By Lesley-Anne McKeown

Published 15/09/2016

The discovery was made by experts from Queen's and the Belfast Health and Social Care Trust
The discovery was made by experts from Queen's and the Belfast Health and Social Care Trust

Researchers in Belfast have made a "significant" breakthrough in helping predict a potentially fatal condition in pregnant women.

They have found that a protein called FABP4 (fatty acid binding protein 4) could be a characteristic of pre-eclampsia in women with Type 1 diabetes.

Dr Valerie Holmes, from the Centre for Public Health at Queen's University in Belfast, said: "This is a really significant breakthrough as it is the first time scientists have shown an association between FABP4 and risk of pre-eclampsia in women with Type 1 diabetes."

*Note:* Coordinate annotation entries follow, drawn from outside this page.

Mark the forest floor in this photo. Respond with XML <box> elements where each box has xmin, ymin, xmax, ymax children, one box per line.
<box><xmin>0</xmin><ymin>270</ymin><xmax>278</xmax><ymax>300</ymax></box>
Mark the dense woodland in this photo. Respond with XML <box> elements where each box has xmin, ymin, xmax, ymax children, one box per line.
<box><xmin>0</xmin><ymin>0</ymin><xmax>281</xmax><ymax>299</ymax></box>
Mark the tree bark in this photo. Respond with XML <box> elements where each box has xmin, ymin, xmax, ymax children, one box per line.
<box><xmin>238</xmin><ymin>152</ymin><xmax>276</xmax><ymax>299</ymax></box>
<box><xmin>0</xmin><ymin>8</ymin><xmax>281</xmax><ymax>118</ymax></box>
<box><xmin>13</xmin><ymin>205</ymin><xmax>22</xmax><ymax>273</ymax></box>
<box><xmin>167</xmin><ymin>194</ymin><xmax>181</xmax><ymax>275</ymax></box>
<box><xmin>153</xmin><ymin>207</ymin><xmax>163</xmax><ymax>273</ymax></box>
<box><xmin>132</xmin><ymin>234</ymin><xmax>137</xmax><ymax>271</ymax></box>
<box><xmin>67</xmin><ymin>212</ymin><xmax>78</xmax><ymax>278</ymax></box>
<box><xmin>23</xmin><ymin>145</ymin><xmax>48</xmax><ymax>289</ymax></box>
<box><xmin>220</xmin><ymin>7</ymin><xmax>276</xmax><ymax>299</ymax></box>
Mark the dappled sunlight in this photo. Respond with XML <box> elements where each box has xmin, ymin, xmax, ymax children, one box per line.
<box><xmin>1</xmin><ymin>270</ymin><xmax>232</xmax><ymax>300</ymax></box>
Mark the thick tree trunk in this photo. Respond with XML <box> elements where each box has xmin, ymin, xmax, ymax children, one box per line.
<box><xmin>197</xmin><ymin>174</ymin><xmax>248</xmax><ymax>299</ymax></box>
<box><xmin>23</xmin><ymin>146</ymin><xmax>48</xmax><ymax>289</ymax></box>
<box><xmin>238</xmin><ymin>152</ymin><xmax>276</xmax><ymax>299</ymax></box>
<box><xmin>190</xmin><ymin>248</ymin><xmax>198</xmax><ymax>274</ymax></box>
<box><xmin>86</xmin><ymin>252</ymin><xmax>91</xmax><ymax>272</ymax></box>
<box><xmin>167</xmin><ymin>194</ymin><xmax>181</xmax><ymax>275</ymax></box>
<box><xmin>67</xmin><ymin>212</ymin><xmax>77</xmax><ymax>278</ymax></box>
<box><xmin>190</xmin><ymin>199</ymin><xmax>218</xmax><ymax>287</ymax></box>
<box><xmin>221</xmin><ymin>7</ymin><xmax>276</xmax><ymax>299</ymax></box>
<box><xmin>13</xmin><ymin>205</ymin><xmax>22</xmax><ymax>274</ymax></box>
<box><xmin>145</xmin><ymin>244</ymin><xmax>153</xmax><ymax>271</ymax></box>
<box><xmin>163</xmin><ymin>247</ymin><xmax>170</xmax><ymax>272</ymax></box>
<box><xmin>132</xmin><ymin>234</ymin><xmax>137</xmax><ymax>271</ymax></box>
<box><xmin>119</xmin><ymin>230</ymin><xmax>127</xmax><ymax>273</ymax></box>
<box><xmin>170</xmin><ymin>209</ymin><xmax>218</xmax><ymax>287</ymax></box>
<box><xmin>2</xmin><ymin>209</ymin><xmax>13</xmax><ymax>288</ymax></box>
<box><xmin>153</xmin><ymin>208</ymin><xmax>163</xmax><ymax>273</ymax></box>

The discovery was made by experts from Queen's and the Belfast Health and Social Care Trust.

Dr Holmes added: "This study builds on previous work by this group where the authors identified other blood markers or biomarkers for the prediction of pre-eclampsia.

"This work is an important step in the development of a screening test for pre-eclampsia."

Pre-eclampsia is a condition in pregnancy characterised by high blood pressure and protein in the urine and can lead to serious complications for the mother.

As the only treatment is delivery of the baby, it can lead to pre-term birth.

All women have their blood pressure and urine checked throughout pregnancy and groups who are known to be at risk are monitored closely.

At present there is no effective screening programme to predict who will develop pre-eclampsia.

The study measured FABP4 in the blood of 710 women with Type 1 diabetes at two time points in pregnancy.

Those who later developed pre-eclampsia had significantly higher levels of FABP4 in early pregnancy and in the second trimester.